Chaki Jyotismita
Department of Computational Intelligence, School of Computer Science and Engineering, Vellore Instiute of Technology, Vellore, India.
PeerJ Comput Sci. 2023 Jul 26;9:e1452. doi: 10.7717/peerj-cs.1452. eCollection 2023.
Figures and captions in medical documentation contain important information. As a result, researchers are becoming more interested in obtaining published medical figures from medical papers and utilizing the captions as a knowledge source.

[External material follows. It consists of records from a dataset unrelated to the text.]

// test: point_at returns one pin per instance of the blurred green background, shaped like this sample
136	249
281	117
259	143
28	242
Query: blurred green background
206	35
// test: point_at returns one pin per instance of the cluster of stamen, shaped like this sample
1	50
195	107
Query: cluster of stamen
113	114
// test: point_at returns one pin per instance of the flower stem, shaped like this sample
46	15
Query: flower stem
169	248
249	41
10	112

This work introduces a unique and successful six-fold methodology for extracting figure-caption pairs. The A-torus wavelet transform is used to retrieve the first edge from the scanned page. Then, using the maximally stable extremal regions connected component feature, text and graphical contents are isolated from the edge document, and multi-layer perceptron is used to successfully detect and retrieve figures and captions from medical records. The figure-caption pair is then extracted using the bounding box approach. The files that contain the figures and captions are saved separately and supplied to the end useras theoutput of any investigation. The proposed approach is evaluated using a self-created database based on the pages collected from five open access books: Sergey Makarov, Gregory Noetscher and Aapo Nummenmaa's book "Brain and Human Body Modelling 2021", "Healthcare and Disease Burden in Africa" by Ilha Niohuru, "All-Optical Methods to Study Neuronal Function" by Eirini Papagiakoumou, "RNA, the Epicenter of Genetic Information" by John Mattick and Paulo Amaral and "Illustrated Manual of Pediatric Dermatology" by Susan Bayliss Mallory, Alanna Bree and Peggy Chern.
Experiments and findings comparing the new method to earlier systems reveal a significant increase in efficiency, demonstrating the suggested technique's robustness and efficiency.
医学文档中的图表和标题包含重要信息。因此,研究人员对从医学论文中获取已发表的医学图表并将标题用作知识来源越来越感兴趣。
这项工作引入了一种独特且成功的六重方法来提取图表-标题对。使用A-环面小波变换从扫描页面中检索第一条边缘。然后,利用最大稳定极值区域连通分量特征,从边缘文档中分离出文本和图形内容,并使用多层感知器成功地从医疗记录中检测和检索图表及标题。接着使用边界框方法提取图表-标题对。包含图表和标题的文件被分别保存,并作为任何调查的输出提供给最终用户。所提出的方法是基于从五本开放获取书籍中收集的页面,使用自行创建的数据库进行评估的:谢尔盖·马卡罗夫、格雷戈里·诺切尔和阿波·努梅纳亚的《2021年大脑与人体建模》、伊尔哈·尼奥胡鲁的《非洲的医疗保健与疾病负担》、艾琳妮·帕帕贾库穆的《研究神经元功能的全光方法》、约翰·马蒂克和保罗·阿马拉尔的《RNA,遗传信息的中心》以及苏珊·贝利斯·马洛里、阿兰娜·布里和佩吉·彻恩的《儿科皮肤病学图解手册》。
将新方法与早期系统进行比较的实验和结果表明效率有显著提高,证明了所建议技术的稳健性和效率。